Una casa para Dios

32º  Domingo del  T.O. Ciclo A

Por: M.Carmen Martín Gavillero. Vita et Pax. Ciudad Real

La liturgia de este domingo celebra la Dedicación de la Basílica de Letrán y, sin quitarle importancia a esta fiesta, no queremos olvidar la basílica que somos cada persona, ese espacio sagrado en el que habita Dios. Con buena intención la mayoría de las veces los seres humanos hemos tenido la pretensión de construirle a Dios una casa y encerrarlo allí.

También los cristianos, a quienes se nos ha dejado bien claro que no hay otro templo para el Dios de Abraham y de Jesús que el ámbito más sagrado de un corazón sincero, hemos querido encerrar a Dios en un templo, tenerlo allí a buen recaudo e ir a visitarlo en algunos momentos puntuales de nuestra vida. Es una pretensión bastante inútil, porque el Señor tiene el gran templo de la creación entera para habitar a sus anchas, y el no menos grande del corazón humano, donde se mudó hace rato.

Y es que el Dios bíblico, el Dios de Jesús se hace cercano y familiar. Es el Dios “de casa”, el Dios de Abraham, de Isaac, de Jacob. Ese es el apelativo con el que se le nombra desde el Horeb. Es el amigo de Abraham y de Sara, nómadas que buscan en él su verdadera casa, y por eso viven en tiendas. Es el Dios apegado a una familia que va re-creando sus tradiciones y orientando sus inquietudes, es un Dios que los visita, los atiende y les procura bendiciones.

También es el Dios de la zarza, que baja de las alturas inaccesibles del Sinaí porque ha escuchado el clamor de los esclavos y ha visto sus sufrimientos; el que se hace cargo de su liberación y quiere mover el corazón de un hombre para que los saque de la tierra de la opresión.

Es el Dios que se deja atraer por lo más débil. Se crea un pequeño pueblo de pobres y se vincula con ellos en un pacto recíproco de protección. El Dios que les hace nacer a una mutua pertenencia: vosotros seréis mi pueblo, yo seré vuestro Dios. Es el Dios que se acerca a proteger al huérfano desvalido, que se ocupa de la viuda y del extranjero…

Y después de muchos años, Dios se hace infinitamente más cercano, se hace uno de nosotros en la persona de Jesús y nos enseña que el corazón humano es la tienda donde quiere habitar y sentirse como en su casa. El Dios del Reino se vino a vivir a nuestra casa. No es un extraño, es uno de los nuestros, con quien se puede establecer una relación de amistad, que nos invita a entrar en su intimidad y nos ofrece un estilo de vida y una tarea apasionante.

Desde el principio hasta el final de su vida, la presencia de Jesús en nuestro mundo cambia radicalmente la manera de ver dónde y cómo habita la divinidad. Sus padres tienen que refugiarse en un establo, porque no había para ellos lugar en la posada cuando vino a este mundo. Los primeros meses de su existencia los pasó en una casa ajena, la de Isabel, adonde su madre María le llevó en un viaje apresurado. Fue acogido en la casa de José, no sin vacilaciones.

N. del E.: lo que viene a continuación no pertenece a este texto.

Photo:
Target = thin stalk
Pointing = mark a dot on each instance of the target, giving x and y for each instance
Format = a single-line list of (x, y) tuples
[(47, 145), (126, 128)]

Cuando crece, es un hombre de paso que recorre los caminos de Palestina sin bastón ni sandalias, pero que sabe hacer de la hospitalidad y la mesa compartida y abundante un lugar de encuentro con pecadores, de acogida y de perdón incondicional. Hombre desinstalado y sin lugar donde reclinar la cabeza, hace de sus discípulos y amigos su propia familia, y lo confesó abiertamente. La exigencia de dejar casas, familias y posesiones está presente en todos los momentos en los que  decide buscar compañeros y compañeras para su misión. Y demuestra, con creces, que el Reinado de Dios quiere una actitud de itinerancia y disponibilidad.

Y, además, este hombre tan libre y sin hogar sabe crear los lazos de una familia más fuerte que la de la sangre. Se empeña en hacernos ver que la red de amistad y comunión es el secreto del arraigo. Que volver a casa no significa volver a lo de antes, sino más bien empezar de nuevo a construir las relaciones. Unas relaciones de fraternidad y sororidad para toda la humanidad. Esa es su casa.